I've considered the total DIY route as well...... but AFAIK there aren't any proven designs that do everything that I want, and designing it is way beyond me.
As far as the 4552 goes it's recommended at 1k because it looks like there's a distortion spike on the factory graphs at about 8-900. We will see how it measures. I can tell you that the eq needed for my DIY Paralines will be atrocious regardless of the driver used
What are you using for midrange and bass?
My lower end is handled by four peerless nomex cone 8-inch woofers in a two by two array just as close together as we could get them
http://www.parts-express.com/pe/showdetl.cfm?partnumber=264-1098. The goal of the array was to create a polar pattern that resembles the horn's polar pattern in the crossover region, and to gain some driver efficiency (they're wired in series and parallel, so they present electrically as a single 8-ohm driver that's about 6dB higher efficiency than the stock woofer).
A lot of people use a 15-inch driver with 511s, but when we were doing design we couldn't find an affordable 15" that had attractive-looking frequency response up to 800Hz. The cabinets have a port tuning of 28 Hz, and are lined with acoustic tile and heavily stuffed (I know that's unusual in vented designs, see this Rod Elliot article to see what we were thinking when we did it
http://sound.westhost.com/articles/boxstuff.htm). Bottom line (with appropriate baffle-step dialed in) I get more or less flat bass response to 28 Hz, and I'm only three or four dB down at 20 Hz . I've got infra-sonics high-passed out for driver protection.
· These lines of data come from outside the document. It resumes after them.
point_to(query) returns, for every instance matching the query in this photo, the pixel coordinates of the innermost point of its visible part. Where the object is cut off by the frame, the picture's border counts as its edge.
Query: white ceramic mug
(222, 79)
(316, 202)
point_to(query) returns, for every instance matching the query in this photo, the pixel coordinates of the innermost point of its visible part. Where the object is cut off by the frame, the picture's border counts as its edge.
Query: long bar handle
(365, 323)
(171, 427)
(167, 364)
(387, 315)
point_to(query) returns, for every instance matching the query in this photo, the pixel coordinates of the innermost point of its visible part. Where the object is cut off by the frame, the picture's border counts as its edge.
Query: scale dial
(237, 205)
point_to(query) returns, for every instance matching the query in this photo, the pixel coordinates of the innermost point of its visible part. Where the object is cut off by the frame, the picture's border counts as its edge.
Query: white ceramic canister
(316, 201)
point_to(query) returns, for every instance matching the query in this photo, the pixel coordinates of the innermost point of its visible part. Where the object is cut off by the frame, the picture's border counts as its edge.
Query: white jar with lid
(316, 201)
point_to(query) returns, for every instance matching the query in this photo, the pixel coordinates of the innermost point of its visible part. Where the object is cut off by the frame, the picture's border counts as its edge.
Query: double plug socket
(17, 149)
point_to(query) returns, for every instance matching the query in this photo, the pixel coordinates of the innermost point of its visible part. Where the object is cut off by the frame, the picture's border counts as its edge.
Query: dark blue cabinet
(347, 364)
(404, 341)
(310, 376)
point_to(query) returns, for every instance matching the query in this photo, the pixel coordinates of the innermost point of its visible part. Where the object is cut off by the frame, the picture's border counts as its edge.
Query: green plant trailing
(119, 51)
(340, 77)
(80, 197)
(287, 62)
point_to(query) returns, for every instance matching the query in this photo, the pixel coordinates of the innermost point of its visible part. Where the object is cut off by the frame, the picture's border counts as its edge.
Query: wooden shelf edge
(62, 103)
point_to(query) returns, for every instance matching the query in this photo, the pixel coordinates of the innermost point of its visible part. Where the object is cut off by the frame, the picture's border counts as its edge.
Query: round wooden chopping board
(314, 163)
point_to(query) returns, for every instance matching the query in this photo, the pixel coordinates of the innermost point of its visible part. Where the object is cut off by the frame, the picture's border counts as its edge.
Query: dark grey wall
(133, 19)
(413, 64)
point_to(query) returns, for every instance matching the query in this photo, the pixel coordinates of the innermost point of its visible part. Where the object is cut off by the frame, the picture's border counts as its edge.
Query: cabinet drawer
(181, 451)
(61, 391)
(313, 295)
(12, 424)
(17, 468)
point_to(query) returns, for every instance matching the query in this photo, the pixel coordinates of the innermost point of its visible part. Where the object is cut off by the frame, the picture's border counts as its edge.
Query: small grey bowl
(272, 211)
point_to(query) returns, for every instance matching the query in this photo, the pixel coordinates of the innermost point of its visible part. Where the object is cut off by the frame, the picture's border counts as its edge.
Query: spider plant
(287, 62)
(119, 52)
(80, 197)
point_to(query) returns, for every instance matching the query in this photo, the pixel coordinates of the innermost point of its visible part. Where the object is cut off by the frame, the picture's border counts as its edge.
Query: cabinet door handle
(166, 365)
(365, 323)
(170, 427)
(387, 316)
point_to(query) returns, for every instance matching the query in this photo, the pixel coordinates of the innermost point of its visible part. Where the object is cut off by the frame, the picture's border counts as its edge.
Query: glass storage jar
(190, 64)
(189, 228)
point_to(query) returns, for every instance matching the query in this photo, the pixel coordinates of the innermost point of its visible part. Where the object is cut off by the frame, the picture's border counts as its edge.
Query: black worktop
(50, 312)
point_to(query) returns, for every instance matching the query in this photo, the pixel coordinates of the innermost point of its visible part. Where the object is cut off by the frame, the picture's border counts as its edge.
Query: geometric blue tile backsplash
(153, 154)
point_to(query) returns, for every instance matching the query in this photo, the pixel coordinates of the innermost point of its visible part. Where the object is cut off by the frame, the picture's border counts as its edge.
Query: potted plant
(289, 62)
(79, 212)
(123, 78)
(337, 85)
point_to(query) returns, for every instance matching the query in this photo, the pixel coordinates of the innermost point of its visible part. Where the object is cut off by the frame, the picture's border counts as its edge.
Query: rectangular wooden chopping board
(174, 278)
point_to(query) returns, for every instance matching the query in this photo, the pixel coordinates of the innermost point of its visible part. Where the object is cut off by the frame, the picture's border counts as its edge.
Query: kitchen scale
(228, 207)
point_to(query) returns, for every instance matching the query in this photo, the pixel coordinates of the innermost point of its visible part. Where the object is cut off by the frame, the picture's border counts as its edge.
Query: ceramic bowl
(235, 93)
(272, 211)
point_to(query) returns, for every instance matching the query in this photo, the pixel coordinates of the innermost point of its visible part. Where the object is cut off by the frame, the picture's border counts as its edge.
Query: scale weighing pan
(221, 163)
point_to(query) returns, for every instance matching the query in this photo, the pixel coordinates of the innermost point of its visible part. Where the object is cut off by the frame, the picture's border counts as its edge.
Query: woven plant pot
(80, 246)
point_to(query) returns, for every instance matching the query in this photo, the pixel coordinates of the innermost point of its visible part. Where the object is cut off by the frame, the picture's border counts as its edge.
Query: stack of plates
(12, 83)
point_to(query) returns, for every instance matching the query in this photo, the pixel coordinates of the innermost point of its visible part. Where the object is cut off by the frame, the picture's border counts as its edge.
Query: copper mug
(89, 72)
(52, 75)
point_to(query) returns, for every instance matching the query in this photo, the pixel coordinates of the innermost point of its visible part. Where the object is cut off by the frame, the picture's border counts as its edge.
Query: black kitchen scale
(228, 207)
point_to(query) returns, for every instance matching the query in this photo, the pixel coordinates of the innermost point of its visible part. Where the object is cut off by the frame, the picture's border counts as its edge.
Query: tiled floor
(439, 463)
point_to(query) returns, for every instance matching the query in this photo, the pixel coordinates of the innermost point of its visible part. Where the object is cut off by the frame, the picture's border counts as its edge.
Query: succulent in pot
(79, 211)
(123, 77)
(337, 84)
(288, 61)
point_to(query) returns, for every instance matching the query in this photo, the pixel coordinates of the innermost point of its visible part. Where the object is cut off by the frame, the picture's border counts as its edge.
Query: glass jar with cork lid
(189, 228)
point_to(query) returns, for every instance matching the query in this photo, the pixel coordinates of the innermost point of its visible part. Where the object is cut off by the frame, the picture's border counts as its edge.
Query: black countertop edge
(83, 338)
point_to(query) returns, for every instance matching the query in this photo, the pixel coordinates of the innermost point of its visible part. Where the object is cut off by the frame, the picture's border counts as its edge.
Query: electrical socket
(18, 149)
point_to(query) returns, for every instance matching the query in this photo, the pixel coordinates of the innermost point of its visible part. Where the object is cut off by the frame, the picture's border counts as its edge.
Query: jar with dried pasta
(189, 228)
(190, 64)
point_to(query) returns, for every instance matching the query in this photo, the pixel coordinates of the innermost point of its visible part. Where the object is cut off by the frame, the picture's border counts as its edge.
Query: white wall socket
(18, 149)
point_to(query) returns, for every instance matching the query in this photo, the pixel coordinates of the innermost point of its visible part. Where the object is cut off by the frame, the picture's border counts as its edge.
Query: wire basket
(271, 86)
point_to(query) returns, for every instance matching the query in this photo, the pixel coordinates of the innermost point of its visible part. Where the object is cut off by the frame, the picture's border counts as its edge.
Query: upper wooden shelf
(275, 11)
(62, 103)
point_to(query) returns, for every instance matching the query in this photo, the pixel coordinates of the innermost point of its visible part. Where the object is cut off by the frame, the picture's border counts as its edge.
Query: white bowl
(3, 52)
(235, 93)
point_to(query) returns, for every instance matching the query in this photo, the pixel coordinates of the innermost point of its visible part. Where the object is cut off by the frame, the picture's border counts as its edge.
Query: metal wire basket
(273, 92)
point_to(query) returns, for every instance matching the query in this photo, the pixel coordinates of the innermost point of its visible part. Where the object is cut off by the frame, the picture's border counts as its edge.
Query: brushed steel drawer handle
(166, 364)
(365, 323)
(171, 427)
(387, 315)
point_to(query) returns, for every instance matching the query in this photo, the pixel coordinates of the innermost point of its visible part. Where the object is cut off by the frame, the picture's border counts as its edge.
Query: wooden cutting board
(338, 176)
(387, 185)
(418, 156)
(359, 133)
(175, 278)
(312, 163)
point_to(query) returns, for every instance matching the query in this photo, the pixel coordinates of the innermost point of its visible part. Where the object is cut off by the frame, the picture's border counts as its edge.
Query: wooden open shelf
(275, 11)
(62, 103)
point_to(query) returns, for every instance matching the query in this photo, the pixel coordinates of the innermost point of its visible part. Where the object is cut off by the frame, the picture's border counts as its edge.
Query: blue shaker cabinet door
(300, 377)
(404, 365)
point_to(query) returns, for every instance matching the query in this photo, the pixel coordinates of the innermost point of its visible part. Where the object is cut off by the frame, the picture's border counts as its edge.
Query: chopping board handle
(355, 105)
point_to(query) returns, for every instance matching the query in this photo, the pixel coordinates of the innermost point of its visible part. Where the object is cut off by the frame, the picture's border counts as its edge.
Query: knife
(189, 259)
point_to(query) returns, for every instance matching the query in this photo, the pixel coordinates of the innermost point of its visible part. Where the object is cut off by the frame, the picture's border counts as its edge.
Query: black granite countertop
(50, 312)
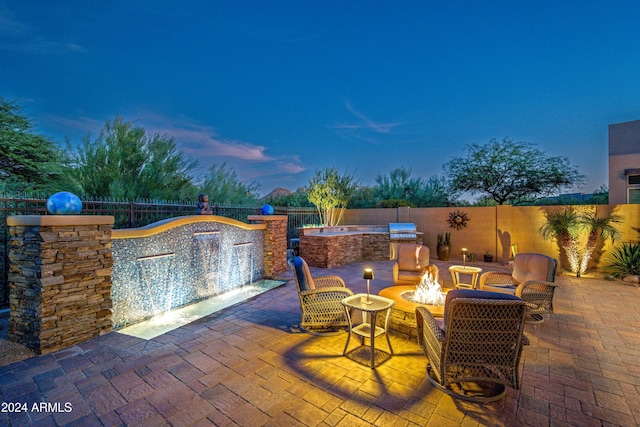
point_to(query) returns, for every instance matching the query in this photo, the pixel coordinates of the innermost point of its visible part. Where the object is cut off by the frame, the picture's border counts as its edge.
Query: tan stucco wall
(617, 179)
(495, 229)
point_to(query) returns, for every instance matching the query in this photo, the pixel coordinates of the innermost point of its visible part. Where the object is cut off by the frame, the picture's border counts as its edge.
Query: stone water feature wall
(275, 243)
(59, 279)
(69, 275)
(175, 262)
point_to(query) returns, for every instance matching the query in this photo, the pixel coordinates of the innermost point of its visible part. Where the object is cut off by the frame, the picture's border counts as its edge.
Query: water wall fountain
(176, 262)
(72, 277)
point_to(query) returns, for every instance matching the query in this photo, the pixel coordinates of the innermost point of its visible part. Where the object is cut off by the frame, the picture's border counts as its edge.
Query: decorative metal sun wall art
(458, 219)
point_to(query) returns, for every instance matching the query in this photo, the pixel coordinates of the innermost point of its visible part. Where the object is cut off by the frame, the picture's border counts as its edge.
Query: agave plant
(597, 227)
(625, 260)
(565, 227)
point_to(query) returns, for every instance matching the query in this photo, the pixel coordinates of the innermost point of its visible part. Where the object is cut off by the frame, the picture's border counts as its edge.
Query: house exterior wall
(624, 155)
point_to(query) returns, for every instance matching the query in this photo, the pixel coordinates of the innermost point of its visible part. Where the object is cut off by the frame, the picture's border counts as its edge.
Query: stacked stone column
(59, 280)
(275, 243)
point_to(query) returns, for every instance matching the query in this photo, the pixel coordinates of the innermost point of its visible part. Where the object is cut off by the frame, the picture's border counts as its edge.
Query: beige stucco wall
(495, 229)
(617, 178)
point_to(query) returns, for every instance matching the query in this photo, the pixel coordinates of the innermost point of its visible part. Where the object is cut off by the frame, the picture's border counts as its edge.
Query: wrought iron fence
(131, 214)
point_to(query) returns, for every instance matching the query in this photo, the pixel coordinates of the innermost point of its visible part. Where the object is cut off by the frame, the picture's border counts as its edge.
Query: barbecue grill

I use a frankensub for home theater (a cheap commercial sub with the driver replaced), but the peerlesses put out low enough and loud enough for my 2 channel audio listening (and they sound much better than my sub!).
In the amp news front, I demoed another low-priced headphone amp, and was so impressed I immediately picked one up to drive the horns as a stop gap solution until I can save enough for something more serious: NwAvGuy's Objective 2 amplifier (O2) (lots and lots of measurements here http://nwavguy.blogspot.com/2011/07/o2-headphone-amp.html). It's critically limited in one key way, but so far it sounds better than almost everything else I've heard (short of the First Watt J-2).
The good: It's a DIY with completely open source design, and companies are building and selling finished O2s for about $150. The specs are astonishingly good (THD+N in the low thousandths of a percent at 10 milliwatts) , the gain is low (stock gain is adjustable between 2.5x and 6x), and it's smaller than a paperback book. It's also completely and totally silent into the horns with the inputs muted, and (on the low gain setting) is completely silent even with silence playing. But there's a big "but"
The Bad: Its maximum rated power into a 15 Ohm load is around 350 mW (but THD+N is still in the low-thousandths of a percent until 300 mW).
The worse news: I think (but am not certain) that that 350 mW rating is not per channel but total power output (because that's the convention in headphone amp ratings). So realistically, the amp will put out 150 milliwatts a channel of low noise output. [EDIT: additional reading suggests that his 350 mW figure was per channel not aggregate] He actively current limited the design because it's a headphone amp, and he wanted to offer some protection for folks with very low impedance headphones. So while it will cheerfully put out 600 milliwatts into 32 Ohms, it's down to 350 by the time you get to 15 Ohms.
This isn't that big of a loss of power for me: I'm was using a 1-watt headphone amp. Going to a 350 mW headphone amp is a loss of 4.5 dB of overhead in my specific application, and, for me, the better output impedance, better noise specs, and generally better sound are more than worth the loss of overhead and theoretical maximum volume. My maximum volume in JRiver is set to the point where -20 dB pink noise gives me 83 dB at one meter. My estimated power consumption at 83 dB at 1 meter is one milliwatt, so a hundred milliwatts should give me the necessary 20 dB of overhead to play any signal that JRiver would be outputting at my maximum volume setting, and 300 milliwatts gives me 4.5 dB of overhead above that.
I cheerfully admit that I'm cutting things a little fine here (and probably getting some headshakes/eyerolls from the eminently sensible people reading this thread), but the amp sounds amazing, and so far I haven't managed to drive it into clipping (that I could hear). Bottom line, to quote someone upthread, if my ears are the test, this little amp is passing with flying colors. It'll certainly do until I can save up a few thousand for something more serious. I recognize this may not be a good solution for anyone but me, but I thought I should mention it as it's affordable and very low noise (albeit also very low power).
I'll report back later on once I've managed to do some "torture testing" to see what the practical limits are with my set up.